404 No forwarding address for Ryan Hockert-Lotz in Fall River, MA
[As You Like It, Act III, Scene V]
I thought of you on the Fourth of July; which does not, in and of itself, distinguish the day from any other since I met you. It was remarkable only in that it was justifiable, given our conversation about fireworks displays. Of course, I’m happy to take the flimsiest of displays as an excuse to mark you.
I’m home alone right now, after watching The Bad Seed. Truth be told, the shadows keep spooking me. I can’t seem to stop myself from imagining precocious blonde murderers in them. It’s a manageable silliness, but made a little less so by the fact that I forgot to lock the door. Less troublesome than the night I spent after Ringu (the original Japanese version of The Ring). I finished watching it in the wee hours of the morning, and I wanted to go to sleep. I was in half a stupor, but the incessant inner critic in me kept imagining all the changes that could have been made to make the movie more truly unsettling until visions of Obake were swimming around me.
Ordinarily I doubt I’d be bothered particularly by a 50’s classic, but ··· went back up to Boston this afternoon. ·····’s at a conference in Finland, so I invited him down to visit while I have the apartment all to myself. It was strange to have a visitor actually in my home for whom I didn’t have to play at being contented. At any rate, being around ··· for three days essentially meant carrying on a three-day-long conversaiton, and the abrupt drop of sociability makes me feel my isolation a little more acutely.
We watched The Way We Were together, and agreed that it should be remade with casting that actually works. I hadn’t seen it before, and was surprised to find it unusually nuanced and substantial, yet still not good. It was nice to have someone around who would dissect it with me afterward. It’s been a while since I actually discussed a film with someone. Partly out of my own fault; I don’t always enjoy verbalizing my opinions of movies immediately after watching them if I’ve found them in the least bit moving. I guess I consider the aftertaste part of the experience. In this case, we both felt the film had missed its emotional mark so it wasn’t so much of an issue. On the other hand, I don’t find most movies moving. I find them frustratingly flawed, and by the time they end I’m raring to rant about their petty contradictions and failures of logic. I think it might give people the impression that I don’t actually make any effort to tease out the messages filmmakers weave into their work. Or maybe I’m just making excuses for having uninteresting friends. Either way, it was pleasant to be in the company of someone eager to tolerate the convolutions of my thought process.
On Wednesday night, I have a date to meet up with some former co-workers/friends that I’ve been passively avoiding for several years now. Every time I fail to carefully manage my visibility, people seem to come flooding back into my life. This time the culprit was a day spent logged into instant messaging without stringent privacy settings. I should feel lucky for that, I suppose. I’m not sure how I actually feel. One of the formers is a woman I was very close to, as far as most of the world—her included—could discern.

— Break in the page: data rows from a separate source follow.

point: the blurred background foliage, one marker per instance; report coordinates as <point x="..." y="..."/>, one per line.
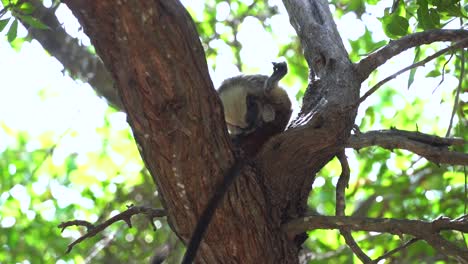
<point x="65" y="154"/>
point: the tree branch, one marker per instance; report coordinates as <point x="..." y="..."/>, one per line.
<point x="341" y="205"/>
<point x="125" y="216"/>
<point x="432" y="148"/>
<point x="428" y="231"/>
<point x="77" y="60"/>
<point x="373" y="61"/>
<point x="461" y="44"/>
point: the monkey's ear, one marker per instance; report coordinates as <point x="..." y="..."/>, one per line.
<point x="268" y="113"/>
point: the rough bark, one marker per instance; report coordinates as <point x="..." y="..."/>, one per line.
<point x="153" y="52"/>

The other is a Boston boy I admired for the touch of golden child in the air that hung about him. The main theme of his life was (and I suspect still is) getting to drinks with friends at one of his regular bars at the end of every evening. Which did not at all stop him from being productive, interested in the world, and bright. If he had been a girl I would have been hateful with envy. Instead he’s always stood out in my memory as the only person I’ve had a bit of a crush on despite not finding him particularly intellectually stimulating. A month or so ago he sold his company to google. Now he spends a lot of time out of town giving lectures. I suspect I may be generally happy for him, and I’m not quite sure what to do with that.
Thursday I’m leaving for a few days in Denver. I wish I hadn’t scheduled it for a time when I could have been the sole occupant of my domicile, but other than that I’m looking forward to it. I’ve no idea what I’ll do there, but at least that means I really am going someplace that wouldn’t occur to me outside of a peculiar set of constraints. I think it would be advisable to work out the transportation system before I depart, though.
I hope this letter finds you… relatively satisfied, at a minimum. I don’t actually need to tell you how much I miss talking to you, do I?